Bereits jetzt in den ersten Tagen nach seinem Tod deutet viel darauf hin, dass Papst Franziskus als ein großer Liebender in die Geschichte der Kirche und der Menschheit eingehen wird, genauso wie sein Vorbild, der Heilige Franz von Assisi. Der Papst aus Argentinien hat in vielen Jahrzehnten als Christ, Priester und Bischof gelernt, zu lieben. Er selbst hat immer wieder darauf verwiesen, dass er in jüngeren Jahren oft noch recht hart war zu seiner Umgebung. Bereits als Bischof von Buenos Aires eilte ihm jedoch der Ruf voraus, ein Herz für die Menschen seiner Diözese zu haben. Als er Papst wurde, hat seine Liebesfähigkeit die höchste Reife und Blüte erlangt.

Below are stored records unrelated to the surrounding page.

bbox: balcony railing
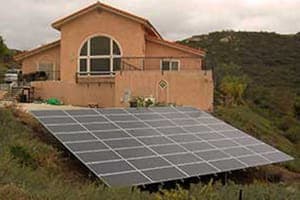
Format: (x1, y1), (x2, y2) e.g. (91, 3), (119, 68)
(76, 56), (206, 82)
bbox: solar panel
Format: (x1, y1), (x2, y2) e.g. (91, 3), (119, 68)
(32, 107), (293, 186)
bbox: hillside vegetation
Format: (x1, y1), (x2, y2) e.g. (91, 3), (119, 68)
(181, 31), (300, 172)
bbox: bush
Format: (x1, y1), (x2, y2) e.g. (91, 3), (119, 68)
(219, 76), (247, 105)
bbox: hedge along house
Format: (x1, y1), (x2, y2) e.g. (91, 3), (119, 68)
(15, 2), (213, 110)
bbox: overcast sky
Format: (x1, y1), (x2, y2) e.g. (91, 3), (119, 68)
(0, 0), (300, 50)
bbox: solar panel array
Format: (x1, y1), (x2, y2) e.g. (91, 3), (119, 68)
(32, 107), (292, 186)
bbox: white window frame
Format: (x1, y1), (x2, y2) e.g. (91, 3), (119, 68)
(77, 35), (122, 76)
(160, 59), (180, 71)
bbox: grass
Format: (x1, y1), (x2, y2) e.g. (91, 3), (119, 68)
(0, 108), (300, 200)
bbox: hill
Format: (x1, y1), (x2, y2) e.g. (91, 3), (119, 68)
(180, 31), (300, 172)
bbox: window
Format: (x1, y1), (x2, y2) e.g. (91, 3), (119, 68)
(160, 60), (179, 71)
(38, 62), (55, 80)
(78, 36), (121, 75)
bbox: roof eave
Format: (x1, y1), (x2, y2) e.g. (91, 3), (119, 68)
(13, 40), (60, 62)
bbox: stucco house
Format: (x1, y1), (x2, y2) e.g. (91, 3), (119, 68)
(15, 2), (213, 110)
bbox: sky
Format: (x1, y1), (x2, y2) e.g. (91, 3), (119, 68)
(0, 0), (300, 50)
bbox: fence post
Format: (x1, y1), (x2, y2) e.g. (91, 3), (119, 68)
(239, 189), (243, 200)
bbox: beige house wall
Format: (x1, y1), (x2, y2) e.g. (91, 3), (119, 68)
(115, 71), (213, 110)
(31, 81), (115, 107)
(22, 45), (60, 74)
(145, 41), (202, 70)
(22, 3), (213, 110)
(32, 71), (213, 111)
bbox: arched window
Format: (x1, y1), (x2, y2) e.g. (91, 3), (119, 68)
(78, 36), (121, 75)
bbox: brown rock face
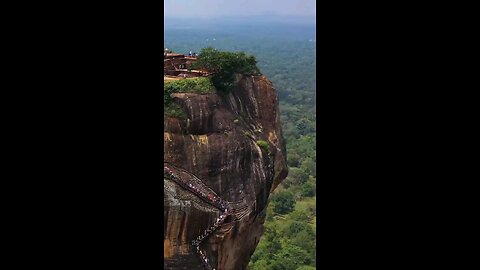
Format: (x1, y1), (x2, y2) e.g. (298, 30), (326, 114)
(164, 76), (287, 270)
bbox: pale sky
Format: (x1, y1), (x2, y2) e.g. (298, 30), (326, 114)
(163, 0), (316, 18)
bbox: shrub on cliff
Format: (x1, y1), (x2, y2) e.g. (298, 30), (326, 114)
(193, 47), (260, 92)
(163, 77), (215, 104)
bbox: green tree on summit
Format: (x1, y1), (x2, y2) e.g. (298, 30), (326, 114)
(193, 47), (261, 92)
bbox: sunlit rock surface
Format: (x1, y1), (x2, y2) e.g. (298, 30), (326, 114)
(164, 76), (287, 270)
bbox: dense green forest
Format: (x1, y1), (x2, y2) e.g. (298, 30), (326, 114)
(164, 21), (317, 270)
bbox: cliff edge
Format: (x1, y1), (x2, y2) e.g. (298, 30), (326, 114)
(164, 76), (287, 270)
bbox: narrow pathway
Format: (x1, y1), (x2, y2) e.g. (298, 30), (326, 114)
(163, 163), (233, 270)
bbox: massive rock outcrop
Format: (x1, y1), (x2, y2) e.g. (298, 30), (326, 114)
(164, 76), (287, 270)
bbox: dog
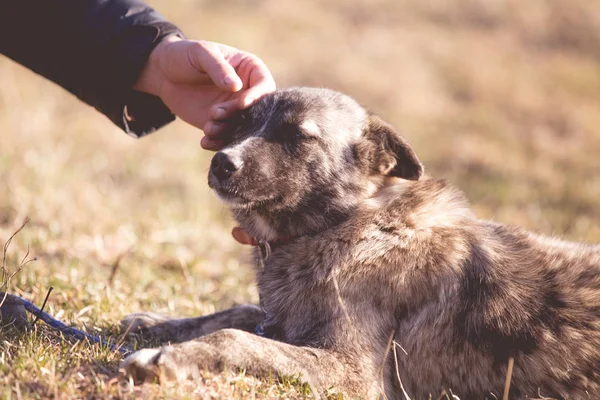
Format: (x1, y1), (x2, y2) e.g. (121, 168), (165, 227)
(123, 88), (600, 400)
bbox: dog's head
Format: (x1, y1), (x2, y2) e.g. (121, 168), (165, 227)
(208, 88), (423, 240)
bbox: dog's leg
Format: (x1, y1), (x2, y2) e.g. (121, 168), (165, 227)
(121, 305), (265, 342)
(121, 329), (356, 390)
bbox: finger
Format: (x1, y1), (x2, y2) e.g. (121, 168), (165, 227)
(231, 226), (256, 246)
(188, 41), (243, 92)
(239, 56), (276, 109)
(202, 121), (231, 138)
(208, 103), (237, 121)
(200, 136), (227, 151)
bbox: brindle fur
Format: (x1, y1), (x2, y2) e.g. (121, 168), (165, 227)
(119, 89), (600, 400)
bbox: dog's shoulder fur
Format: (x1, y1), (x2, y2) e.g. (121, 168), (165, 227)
(258, 178), (600, 399)
(125, 88), (600, 400)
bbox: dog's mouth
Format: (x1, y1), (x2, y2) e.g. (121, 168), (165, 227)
(213, 186), (279, 208)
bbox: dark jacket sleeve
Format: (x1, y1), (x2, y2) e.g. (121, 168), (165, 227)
(0, 0), (182, 137)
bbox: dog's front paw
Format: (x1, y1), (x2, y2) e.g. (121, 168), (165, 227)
(120, 346), (199, 384)
(120, 349), (164, 383)
(121, 313), (173, 338)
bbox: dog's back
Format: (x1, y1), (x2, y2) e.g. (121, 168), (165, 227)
(259, 179), (600, 400)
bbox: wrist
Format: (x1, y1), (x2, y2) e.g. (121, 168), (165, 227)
(133, 35), (182, 97)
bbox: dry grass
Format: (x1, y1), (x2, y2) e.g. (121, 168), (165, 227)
(0, 0), (600, 398)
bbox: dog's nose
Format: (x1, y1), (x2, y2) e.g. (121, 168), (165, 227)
(210, 151), (242, 180)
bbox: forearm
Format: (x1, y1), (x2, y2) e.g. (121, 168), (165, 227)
(0, 0), (183, 136)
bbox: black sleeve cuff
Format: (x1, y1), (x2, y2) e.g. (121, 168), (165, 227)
(96, 21), (184, 138)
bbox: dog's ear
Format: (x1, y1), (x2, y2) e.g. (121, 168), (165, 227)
(363, 114), (423, 181)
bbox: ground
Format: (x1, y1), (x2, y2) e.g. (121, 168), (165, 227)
(0, 0), (600, 399)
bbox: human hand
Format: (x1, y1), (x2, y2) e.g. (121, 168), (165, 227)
(134, 36), (275, 150)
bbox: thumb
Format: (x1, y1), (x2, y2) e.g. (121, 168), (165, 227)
(188, 42), (243, 92)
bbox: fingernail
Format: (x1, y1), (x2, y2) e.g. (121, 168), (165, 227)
(223, 76), (235, 86)
(215, 107), (227, 119)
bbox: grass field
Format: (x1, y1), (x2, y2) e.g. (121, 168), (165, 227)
(0, 0), (600, 399)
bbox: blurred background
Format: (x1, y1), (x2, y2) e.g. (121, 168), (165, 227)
(0, 0), (600, 397)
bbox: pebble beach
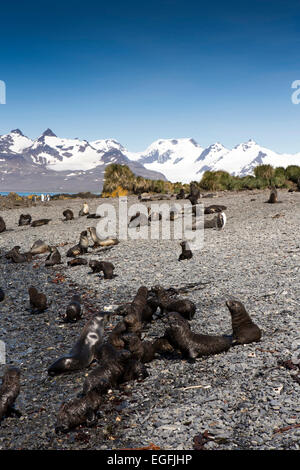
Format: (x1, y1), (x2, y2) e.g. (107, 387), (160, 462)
(0, 190), (300, 450)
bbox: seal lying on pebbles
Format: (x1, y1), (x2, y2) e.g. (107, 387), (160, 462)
(30, 240), (50, 255)
(28, 287), (48, 313)
(226, 300), (261, 344)
(89, 259), (115, 279)
(0, 216), (6, 233)
(45, 246), (62, 266)
(204, 204), (227, 214)
(83, 343), (131, 394)
(178, 241), (193, 261)
(48, 315), (107, 376)
(266, 188), (281, 204)
(19, 214), (31, 227)
(31, 219), (52, 227)
(67, 230), (89, 258)
(67, 258), (87, 266)
(62, 294), (82, 323)
(0, 366), (21, 421)
(152, 286), (196, 320)
(63, 209), (74, 221)
(78, 202), (90, 217)
(55, 391), (103, 433)
(165, 312), (232, 359)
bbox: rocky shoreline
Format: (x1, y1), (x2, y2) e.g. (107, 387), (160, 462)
(0, 190), (300, 450)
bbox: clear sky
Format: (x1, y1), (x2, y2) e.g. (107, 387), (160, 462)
(0, 0), (300, 152)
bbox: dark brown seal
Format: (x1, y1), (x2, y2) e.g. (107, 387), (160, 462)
(63, 209), (74, 221)
(18, 214), (31, 227)
(28, 287), (48, 313)
(62, 294), (82, 323)
(67, 230), (89, 258)
(31, 219), (52, 227)
(48, 314), (107, 376)
(55, 391), (103, 433)
(0, 216), (6, 233)
(178, 241), (193, 261)
(152, 286), (196, 320)
(165, 312), (232, 359)
(0, 366), (21, 421)
(67, 258), (87, 266)
(226, 300), (261, 344)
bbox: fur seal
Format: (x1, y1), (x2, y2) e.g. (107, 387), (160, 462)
(78, 202), (90, 217)
(31, 219), (52, 227)
(67, 230), (89, 258)
(0, 366), (21, 421)
(30, 240), (50, 255)
(226, 300), (261, 344)
(67, 258), (87, 266)
(18, 214), (31, 227)
(48, 314), (107, 376)
(153, 286), (196, 320)
(62, 294), (82, 323)
(266, 188), (281, 204)
(165, 312), (232, 359)
(63, 209), (74, 221)
(176, 188), (185, 199)
(89, 259), (115, 279)
(55, 391), (103, 433)
(5, 246), (32, 263)
(28, 287), (48, 313)
(0, 216), (6, 233)
(83, 342), (131, 395)
(178, 241), (193, 261)
(204, 204), (227, 214)
(45, 246), (62, 266)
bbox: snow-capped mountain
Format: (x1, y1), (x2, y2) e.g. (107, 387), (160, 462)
(0, 129), (166, 192)
(125, 138), (300, 183)
(0, 129), (300, 192)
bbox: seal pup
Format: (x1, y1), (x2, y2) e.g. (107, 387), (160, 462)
(30, 219), (52, 227)
(216, 211), (227, 230)
(153, 286), (196, 320)
(178, 241), (193, 261)
(48, 314), (107, 376)
(78, 202), (90, 217)
(165, 312), (232, 359)
(82, 342), (131, 395)
(45, 246), (62, 266)
(204, 204), (227, 214)
(30, 240), (50, 255)
(67, 230), (89, 258)
(226, 300), (261, 344)
(266, 188), (281, 204)
(67, 258), (87, 267)
(0, 216), (6, 233)
(89, 259), (115, 279)
(63, 209), (74, 222)
(55, 391), (103, 433)
(28, 287), (48, 313)
(18, 214), (31, 227)
(62, 294), (82, 323)
(0, 366), (21, 421)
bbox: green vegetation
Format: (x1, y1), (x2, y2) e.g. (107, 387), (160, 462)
(102, 163), (300, 197)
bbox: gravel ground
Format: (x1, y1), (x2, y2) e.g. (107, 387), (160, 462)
(0, 190), (300, 450)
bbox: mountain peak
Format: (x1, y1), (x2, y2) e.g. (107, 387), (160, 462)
(42, 127), (57, 137)
(10, 129), (24, 137)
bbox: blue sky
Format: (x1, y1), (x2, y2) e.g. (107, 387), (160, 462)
(0, 0), (300, 152)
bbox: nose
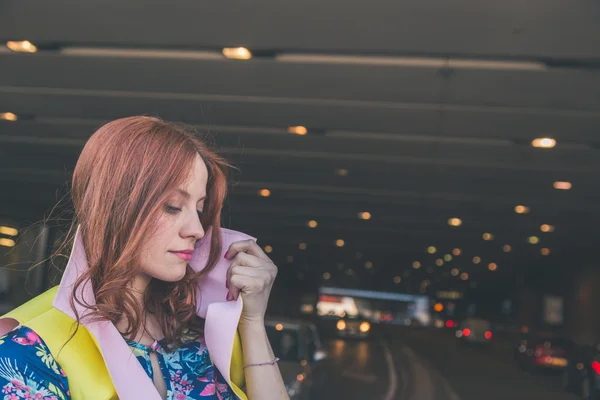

Als Christ heute von der Liebe zu sprechen, ist nicht immer leicht, denn zu oft und zu selbstverständlich wird dieses Wort in den Kirchen gebraucht, wobei allzu oft hinter der verlangten Praxis der Liebe auch Größenwahn und Selbstgerechtigkeit stecken. Es wird erwartet, dass der Christ Gott und die Welt liebt und oft wird Liebe fingiert, um diesen Erwartungen gerecht zu werden. Daher schlägt christliche Liebe oft in Hartherzigkeit um: Wenn der Christ an der Liebe scheitert, in Beziehungen, im Beruf, in der Gemeinschaft, dann kann er kein Christ und kein guter Mensch sein. Er muss in einer Gemeinschaft der Reinen, die sich das Banner der Liebe anheftet, verurteilt werden. Oftmals stellt daher das sogenannte Gebot der Liebe, wie es in der Kirche und in den christlich geprägten Kulturen vermittelt wird, eine unendliche Überforderung für den Menschen im Allgemeinen und Christen im Besonderen dar. Ganz besonders gilt dies für viele Bischöfe, Priester, Ordensleute und Theologen, die sich für Spezialisten und Profis der Liebe halten. Sie versuchen oft, einem Scheitern an der Liebe dadurch zu begegnen, dass sie den Anschein erwecken, im Besitz dieser Liebe zu sein, diese verwalten zu können und oft entrücken sie die Liebe so weit von dem Menschen und seiner Welt, dass sie unzugänglich wird. Wenn dann die einfachen, sündigen Menschen fragen, wo denn die konkrete Liebe in der Kirche und bei ihren Repräsentanten bleibt, dann wird schon allein die Frage als Ignoranz, Hochmut und Beschränktheit zurückgewiesen, weil sie nicht in die unendlichen Dimensionen der Dienstbarkeit, Liebeskunst und Reinheit der Auserwählten vorzudringen vermag.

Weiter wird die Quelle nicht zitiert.